After the Los Angeles Times published an article about a cover up of violence by Los Angeles County sheriff’s deputies, Los Angeles County Sheriff Alex Villanueva insinuated that the author of the article should be subject to an investigation into the leaked footage.
Los Angeles Times reporter Alene Tchekmedyian reported on an attempted cover up of an incident that occurred in March 2021 in which a Los Angeles County deputy knelt on the head of a handcuffed inmate for three minutes. The cover up was done to avoid backlash similar to backlash of the excessive use of force by police officers that led to the death of George Floyd in Minneapolis on May 25, 2020, according to the article.

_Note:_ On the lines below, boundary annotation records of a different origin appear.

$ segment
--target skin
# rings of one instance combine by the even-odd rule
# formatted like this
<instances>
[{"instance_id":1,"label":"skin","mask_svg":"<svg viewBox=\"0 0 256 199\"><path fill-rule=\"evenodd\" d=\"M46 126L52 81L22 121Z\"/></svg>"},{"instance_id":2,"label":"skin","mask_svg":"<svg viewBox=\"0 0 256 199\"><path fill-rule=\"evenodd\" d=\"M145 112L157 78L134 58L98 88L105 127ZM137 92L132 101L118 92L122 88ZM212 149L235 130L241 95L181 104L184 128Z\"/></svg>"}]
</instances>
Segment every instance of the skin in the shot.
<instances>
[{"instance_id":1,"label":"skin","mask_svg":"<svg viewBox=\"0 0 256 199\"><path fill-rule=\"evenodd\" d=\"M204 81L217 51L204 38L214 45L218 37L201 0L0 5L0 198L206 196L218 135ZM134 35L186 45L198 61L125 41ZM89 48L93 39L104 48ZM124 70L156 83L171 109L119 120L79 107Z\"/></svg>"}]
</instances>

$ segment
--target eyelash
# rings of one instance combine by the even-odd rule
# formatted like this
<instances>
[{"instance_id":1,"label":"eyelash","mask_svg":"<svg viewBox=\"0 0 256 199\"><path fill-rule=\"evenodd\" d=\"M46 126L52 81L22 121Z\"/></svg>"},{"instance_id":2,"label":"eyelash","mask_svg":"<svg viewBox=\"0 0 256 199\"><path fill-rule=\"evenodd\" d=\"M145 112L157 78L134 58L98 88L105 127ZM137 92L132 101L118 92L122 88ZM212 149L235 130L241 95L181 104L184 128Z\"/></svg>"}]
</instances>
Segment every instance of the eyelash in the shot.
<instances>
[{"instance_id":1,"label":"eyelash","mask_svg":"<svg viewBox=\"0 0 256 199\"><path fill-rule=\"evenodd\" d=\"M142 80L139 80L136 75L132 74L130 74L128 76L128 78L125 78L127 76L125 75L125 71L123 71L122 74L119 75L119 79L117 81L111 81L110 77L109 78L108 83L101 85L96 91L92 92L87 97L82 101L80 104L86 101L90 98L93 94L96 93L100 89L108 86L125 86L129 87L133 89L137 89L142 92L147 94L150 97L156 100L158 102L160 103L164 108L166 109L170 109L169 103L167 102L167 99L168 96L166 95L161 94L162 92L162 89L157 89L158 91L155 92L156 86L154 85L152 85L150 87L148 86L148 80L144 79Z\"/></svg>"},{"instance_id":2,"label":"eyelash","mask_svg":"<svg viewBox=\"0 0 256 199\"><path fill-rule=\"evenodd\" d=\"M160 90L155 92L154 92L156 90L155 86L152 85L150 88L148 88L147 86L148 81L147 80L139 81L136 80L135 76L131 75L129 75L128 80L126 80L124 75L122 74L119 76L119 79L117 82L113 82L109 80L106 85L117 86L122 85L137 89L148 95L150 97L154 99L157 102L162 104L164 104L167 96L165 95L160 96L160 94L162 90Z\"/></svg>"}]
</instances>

In response to this, Villanueva held a press conference on April 26 to dispute the allegations and to announce a criminal investigation into how the footage that was leaked and appeared in the L.A. Times article. While announcing the criminal investigation, Villanueva had a board reading “What did they know and when did they know it?” and pointed to photos of Eliezer Vera, who is running against Villanueva for sheriff; Max Huntsman, Los Angeles County inspector general; and Tchekmedyian. Villanueva said that the footage was stolen property and that all parties are subject to criminal investigation, according to the Associated Press.
This is a clear attack on his opponents and especially on Tchekmedyian, who only did her job as a reporter. Launching a criminal investigation involving the reporter is a clear attack on the First Amendment freedom of the press and an attempt to criminalize and silence news reporting.
Freedom of the press is a cornerstone of our democracy and any attempt to limit, suppress or threaten this freedom is an infringement on the rights set forth in the Constitution. The purpose of the press is to hold the government and those in power accountable, and that especially includes Villanueva.
Not only is this a clear attack on Tchekmedyian’s rights as a reporter, but her using the footage she obtained is far from illegal.
A journalist cannot be punished for publishing illegally obtained information or documents if the journalist themself did not commit anything illegal, according to the Freedom Forum Institute.
This also would not be the first attack on journalists from the Los Angeles County Sheriff’s Department.
During the protests in 2020, Josie Huang, a reporter for KPCC radio, was arrested while filming an arrest. Despite Villanueva saying she was not identified as a journalist, her footage shows her yelling to the officers that she is part of the press, according to the Associated Press.
That same night, photojournalist Nash Baker was threatened by sheriff’s deputies covering the same protest as Huang, according to CBS.
Villanueva and the rest of his department need to be held accountable for their repeated and clear attacks on journalists simply doing their job in an attempt to inform the public. Villanueva insinuating that Tchekmedyian should be investigated for doing her job has no business in a democracy that prides itself on the freedom of the press.